6 Responses

  1. Konstantin Kovshenin

    The only trouble with direct SQL queries to WordPress tables (whether via $wpdb or not) is that you’re by-passing everything: actions and filters defined by core, plugins and themes. For example, if you delete all comments to a post via direct SQL, the comment count in wp_posts is not updated for you. If you delete a post via SQL, WordPress won’t bust your page cache, XML sitemap cache, etc. If you change your post status from anything to publish, your Jetpack won’t send e-mails to your users about your new posts, and won’t cross-post that article to Twitter, etc.

    Worse is when you have persistent object caching turned on, because it will store the entire wp_options table to memcached or wherever, so any updates to the options table via SQL will not be reflected. Same for posts, pages and other data stored in object cache.

    Bottom line: it’s okay to do SQL, but you should be extremely careful and always test your queries locally, before running them in a production environment.

  2. Tom McFarlin

    First off, props on putting yourself out there and showing some of the things you’re learning (regardless of level of experience).

    At the risk of self-promotion (which I promise I’m trying to more relevant than promotional ;), this kind of hits on some of the comments I had in this post where developers where talking about being hesitant to share their work.

    That said, Konstantin is right.

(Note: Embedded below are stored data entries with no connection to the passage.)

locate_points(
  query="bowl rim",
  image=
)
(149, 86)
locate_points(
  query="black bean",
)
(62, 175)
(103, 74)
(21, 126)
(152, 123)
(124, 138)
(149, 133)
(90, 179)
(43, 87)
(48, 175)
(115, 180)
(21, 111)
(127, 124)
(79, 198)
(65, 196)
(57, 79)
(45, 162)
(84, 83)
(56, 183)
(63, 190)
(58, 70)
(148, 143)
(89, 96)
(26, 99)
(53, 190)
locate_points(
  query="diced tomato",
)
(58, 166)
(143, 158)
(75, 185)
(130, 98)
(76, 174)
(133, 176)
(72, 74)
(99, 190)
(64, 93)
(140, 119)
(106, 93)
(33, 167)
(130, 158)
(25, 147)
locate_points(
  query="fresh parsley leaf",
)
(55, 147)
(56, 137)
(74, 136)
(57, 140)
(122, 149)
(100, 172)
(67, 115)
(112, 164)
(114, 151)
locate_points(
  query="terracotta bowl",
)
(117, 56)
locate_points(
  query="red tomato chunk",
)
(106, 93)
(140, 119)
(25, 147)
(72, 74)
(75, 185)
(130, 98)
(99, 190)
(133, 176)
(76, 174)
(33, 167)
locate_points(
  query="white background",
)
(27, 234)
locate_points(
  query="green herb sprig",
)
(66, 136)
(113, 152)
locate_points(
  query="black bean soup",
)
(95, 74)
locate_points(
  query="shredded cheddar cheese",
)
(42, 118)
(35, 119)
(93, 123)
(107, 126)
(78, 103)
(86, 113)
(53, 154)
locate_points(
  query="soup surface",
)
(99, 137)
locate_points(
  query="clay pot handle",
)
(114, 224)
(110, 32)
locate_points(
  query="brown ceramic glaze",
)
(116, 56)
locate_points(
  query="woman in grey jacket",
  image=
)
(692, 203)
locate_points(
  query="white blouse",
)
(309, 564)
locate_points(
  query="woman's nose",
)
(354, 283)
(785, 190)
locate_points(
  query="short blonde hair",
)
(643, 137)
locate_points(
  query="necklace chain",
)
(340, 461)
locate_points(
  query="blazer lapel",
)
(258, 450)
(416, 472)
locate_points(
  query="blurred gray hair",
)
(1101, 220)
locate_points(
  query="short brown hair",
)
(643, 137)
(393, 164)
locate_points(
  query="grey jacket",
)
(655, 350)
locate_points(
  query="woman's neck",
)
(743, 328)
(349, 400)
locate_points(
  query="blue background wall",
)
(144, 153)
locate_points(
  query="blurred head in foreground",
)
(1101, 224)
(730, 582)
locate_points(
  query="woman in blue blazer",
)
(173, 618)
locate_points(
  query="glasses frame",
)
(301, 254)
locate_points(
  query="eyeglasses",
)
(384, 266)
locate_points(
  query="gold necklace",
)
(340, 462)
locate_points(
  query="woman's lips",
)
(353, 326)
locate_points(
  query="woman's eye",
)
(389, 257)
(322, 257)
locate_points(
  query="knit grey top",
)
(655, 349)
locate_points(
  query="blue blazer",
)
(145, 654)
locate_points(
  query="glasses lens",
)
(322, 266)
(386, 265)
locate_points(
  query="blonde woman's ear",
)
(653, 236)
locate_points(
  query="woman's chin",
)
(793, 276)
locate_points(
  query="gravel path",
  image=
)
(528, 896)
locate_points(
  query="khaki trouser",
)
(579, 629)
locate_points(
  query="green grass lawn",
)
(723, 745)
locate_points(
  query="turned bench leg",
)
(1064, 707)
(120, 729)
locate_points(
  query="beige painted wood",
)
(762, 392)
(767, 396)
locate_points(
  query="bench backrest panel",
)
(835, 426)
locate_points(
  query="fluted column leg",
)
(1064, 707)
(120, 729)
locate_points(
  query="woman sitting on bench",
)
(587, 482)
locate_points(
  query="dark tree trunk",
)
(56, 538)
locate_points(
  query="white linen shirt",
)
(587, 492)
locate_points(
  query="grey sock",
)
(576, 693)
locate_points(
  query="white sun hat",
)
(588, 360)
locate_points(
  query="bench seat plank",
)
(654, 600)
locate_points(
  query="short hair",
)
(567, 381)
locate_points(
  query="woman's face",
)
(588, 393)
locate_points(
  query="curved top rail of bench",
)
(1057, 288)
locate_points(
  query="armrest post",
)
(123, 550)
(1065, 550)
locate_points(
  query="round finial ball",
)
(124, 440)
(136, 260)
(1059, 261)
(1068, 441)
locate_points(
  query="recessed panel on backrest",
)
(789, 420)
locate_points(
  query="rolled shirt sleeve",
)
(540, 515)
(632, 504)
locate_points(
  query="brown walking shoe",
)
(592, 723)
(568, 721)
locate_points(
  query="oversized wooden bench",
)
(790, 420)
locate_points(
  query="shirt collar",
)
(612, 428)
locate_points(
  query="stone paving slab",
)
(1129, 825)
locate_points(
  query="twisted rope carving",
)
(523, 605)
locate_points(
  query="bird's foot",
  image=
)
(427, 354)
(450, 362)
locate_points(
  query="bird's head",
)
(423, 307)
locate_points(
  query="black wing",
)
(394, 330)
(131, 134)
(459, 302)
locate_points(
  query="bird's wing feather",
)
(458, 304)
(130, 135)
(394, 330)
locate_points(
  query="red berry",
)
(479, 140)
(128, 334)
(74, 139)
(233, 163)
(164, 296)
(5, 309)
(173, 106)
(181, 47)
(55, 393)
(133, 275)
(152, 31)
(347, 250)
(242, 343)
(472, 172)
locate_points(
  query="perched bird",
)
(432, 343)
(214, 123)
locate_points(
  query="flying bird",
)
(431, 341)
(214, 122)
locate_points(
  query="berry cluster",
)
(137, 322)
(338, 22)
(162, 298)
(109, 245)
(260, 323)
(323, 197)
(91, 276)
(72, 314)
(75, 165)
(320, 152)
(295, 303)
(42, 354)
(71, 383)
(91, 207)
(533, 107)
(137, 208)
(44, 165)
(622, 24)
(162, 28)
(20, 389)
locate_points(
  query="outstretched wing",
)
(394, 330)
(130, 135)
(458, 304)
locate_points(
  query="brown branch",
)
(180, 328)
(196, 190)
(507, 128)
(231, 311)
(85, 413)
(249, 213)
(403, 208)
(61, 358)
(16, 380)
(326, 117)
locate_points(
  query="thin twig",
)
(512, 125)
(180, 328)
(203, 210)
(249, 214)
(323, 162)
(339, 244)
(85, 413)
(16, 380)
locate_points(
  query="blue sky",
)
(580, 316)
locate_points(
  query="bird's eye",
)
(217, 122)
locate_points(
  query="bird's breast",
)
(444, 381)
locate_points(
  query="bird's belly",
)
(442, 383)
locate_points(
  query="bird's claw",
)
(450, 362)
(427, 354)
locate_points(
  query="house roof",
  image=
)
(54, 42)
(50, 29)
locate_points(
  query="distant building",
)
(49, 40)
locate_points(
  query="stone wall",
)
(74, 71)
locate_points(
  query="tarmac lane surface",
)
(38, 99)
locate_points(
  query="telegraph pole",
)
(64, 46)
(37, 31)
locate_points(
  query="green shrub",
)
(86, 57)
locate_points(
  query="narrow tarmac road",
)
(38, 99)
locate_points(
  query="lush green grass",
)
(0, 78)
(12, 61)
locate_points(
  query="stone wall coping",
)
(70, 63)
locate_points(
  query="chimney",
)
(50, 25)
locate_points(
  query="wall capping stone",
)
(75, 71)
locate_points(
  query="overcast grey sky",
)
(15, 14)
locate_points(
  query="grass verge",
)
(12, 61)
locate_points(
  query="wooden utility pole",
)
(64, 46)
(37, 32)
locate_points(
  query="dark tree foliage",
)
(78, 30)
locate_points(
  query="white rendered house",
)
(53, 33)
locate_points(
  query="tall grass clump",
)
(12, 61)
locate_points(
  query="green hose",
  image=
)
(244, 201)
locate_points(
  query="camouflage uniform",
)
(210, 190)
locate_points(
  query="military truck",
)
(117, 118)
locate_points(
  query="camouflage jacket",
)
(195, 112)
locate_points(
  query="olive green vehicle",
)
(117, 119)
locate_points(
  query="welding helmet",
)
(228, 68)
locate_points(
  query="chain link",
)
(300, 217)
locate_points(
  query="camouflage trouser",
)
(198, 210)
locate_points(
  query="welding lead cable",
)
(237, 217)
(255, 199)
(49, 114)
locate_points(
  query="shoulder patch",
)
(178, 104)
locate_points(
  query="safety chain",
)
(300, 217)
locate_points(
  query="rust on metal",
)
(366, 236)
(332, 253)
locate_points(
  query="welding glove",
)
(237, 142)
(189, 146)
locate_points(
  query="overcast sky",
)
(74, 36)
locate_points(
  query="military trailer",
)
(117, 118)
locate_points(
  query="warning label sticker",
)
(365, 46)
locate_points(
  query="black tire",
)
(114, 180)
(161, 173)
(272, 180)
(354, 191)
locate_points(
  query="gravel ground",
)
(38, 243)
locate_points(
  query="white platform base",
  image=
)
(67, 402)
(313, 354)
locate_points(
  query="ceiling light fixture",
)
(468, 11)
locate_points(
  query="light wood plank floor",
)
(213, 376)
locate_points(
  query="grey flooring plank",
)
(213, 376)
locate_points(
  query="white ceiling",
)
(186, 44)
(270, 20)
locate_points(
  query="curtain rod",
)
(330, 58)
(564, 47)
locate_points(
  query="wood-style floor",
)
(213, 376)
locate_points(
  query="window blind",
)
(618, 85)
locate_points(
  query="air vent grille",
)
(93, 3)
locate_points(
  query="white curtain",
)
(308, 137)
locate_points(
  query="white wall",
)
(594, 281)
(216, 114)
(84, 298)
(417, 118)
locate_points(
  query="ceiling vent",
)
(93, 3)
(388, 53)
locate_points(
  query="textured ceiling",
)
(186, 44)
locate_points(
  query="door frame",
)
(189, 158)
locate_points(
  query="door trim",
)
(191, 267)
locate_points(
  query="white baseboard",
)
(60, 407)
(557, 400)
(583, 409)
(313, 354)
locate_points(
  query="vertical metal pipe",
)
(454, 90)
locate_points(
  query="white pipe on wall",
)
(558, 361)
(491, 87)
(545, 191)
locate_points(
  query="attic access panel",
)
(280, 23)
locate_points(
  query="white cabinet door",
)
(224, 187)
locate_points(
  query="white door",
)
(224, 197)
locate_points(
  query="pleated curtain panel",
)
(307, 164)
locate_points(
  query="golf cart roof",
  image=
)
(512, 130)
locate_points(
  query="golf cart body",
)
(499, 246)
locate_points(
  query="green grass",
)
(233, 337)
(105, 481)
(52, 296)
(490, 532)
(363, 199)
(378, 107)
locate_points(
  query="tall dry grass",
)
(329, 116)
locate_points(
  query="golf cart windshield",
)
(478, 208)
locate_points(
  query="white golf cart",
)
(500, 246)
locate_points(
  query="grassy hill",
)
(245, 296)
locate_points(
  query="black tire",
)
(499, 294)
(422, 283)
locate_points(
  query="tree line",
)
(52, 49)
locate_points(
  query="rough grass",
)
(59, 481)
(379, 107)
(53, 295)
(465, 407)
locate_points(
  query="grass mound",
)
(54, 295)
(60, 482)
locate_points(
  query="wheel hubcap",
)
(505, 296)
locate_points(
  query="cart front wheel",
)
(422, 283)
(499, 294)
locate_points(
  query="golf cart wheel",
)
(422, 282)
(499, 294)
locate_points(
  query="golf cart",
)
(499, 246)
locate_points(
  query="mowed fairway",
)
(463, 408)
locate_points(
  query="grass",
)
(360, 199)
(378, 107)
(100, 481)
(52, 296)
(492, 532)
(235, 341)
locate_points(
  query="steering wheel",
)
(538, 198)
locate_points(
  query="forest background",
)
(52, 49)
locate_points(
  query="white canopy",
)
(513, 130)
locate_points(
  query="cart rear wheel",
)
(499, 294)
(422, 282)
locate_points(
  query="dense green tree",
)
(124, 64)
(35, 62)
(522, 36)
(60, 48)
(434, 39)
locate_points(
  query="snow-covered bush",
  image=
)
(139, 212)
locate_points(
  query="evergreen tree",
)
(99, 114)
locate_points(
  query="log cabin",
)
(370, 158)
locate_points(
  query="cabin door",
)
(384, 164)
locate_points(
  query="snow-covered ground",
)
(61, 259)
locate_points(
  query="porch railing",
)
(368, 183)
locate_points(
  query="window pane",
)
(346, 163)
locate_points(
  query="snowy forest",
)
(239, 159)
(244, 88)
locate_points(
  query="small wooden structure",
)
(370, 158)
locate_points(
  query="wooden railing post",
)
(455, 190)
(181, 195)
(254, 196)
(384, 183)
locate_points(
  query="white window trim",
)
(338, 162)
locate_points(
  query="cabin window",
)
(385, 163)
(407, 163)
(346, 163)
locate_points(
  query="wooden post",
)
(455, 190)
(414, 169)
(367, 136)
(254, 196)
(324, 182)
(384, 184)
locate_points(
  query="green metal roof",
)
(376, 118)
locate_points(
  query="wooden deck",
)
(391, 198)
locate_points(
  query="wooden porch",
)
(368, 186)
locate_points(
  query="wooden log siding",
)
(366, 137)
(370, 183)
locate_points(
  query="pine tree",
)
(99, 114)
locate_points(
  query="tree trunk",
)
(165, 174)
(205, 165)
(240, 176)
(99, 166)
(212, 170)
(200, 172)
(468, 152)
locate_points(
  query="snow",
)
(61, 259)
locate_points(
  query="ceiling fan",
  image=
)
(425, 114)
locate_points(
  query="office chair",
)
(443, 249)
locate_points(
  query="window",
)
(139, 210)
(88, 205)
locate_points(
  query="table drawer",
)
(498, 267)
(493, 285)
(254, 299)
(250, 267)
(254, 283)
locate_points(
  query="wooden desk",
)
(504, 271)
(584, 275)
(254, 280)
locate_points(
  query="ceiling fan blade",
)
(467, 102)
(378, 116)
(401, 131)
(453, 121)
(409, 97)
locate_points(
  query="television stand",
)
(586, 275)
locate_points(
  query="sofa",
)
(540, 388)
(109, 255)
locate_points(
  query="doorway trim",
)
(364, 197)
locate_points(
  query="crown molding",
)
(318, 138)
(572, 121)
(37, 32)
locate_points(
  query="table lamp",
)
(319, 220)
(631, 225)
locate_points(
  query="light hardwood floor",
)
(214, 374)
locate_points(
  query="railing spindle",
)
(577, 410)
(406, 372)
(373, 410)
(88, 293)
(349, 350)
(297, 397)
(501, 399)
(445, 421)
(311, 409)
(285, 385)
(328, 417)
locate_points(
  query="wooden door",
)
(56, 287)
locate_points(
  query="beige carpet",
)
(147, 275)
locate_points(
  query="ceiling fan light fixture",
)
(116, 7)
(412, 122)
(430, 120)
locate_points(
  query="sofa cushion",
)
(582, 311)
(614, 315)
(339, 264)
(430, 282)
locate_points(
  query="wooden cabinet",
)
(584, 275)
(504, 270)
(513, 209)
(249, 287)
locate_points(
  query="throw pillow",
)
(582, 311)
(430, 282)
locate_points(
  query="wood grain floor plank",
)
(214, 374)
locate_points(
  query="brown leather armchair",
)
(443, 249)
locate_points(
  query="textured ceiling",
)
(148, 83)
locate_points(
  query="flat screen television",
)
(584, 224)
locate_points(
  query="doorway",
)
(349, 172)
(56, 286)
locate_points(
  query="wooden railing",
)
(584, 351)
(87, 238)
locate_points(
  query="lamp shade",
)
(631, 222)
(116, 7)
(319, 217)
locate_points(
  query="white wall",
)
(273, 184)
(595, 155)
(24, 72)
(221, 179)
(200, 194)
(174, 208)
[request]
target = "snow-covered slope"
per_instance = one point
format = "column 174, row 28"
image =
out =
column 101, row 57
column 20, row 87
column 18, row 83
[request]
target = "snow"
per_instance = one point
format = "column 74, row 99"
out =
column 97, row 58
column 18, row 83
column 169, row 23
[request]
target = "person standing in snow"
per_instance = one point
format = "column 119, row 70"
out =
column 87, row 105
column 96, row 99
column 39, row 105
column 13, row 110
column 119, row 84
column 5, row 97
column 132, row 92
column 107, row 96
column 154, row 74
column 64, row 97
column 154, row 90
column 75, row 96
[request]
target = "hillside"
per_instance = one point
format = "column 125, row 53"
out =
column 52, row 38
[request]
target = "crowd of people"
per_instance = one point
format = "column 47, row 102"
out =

Editing the tables using a SQL frontend or even inline queries may not yield the result that you’d expect – that’s why I’m a big fan of using the API’s.

    Case in point: This week, I had someone want to change meta values for all all of their posts. Sure, writing a query woud’ve been easy, but I instead wrote a WP_Query, looped through the results, and saved the data that way.

    So, I guess, my question is are you doing this as an exercise in learning SQL or as an alternative way of updating database records to circumvent the API?

  3. Eric Hoanshelt

    Good job on the write up! Love seeing people getting into SQL with WordPress. It’s really a lost art! I deal with this stuff all the time when I’m going migration for http://erichoanshelt.me and http://thewpvalet.com.

    When dealing with migrating from a custom database schema to a WordPress schema, SQL is a must and I’m glad to see you’re jumping in! Keep up the good work!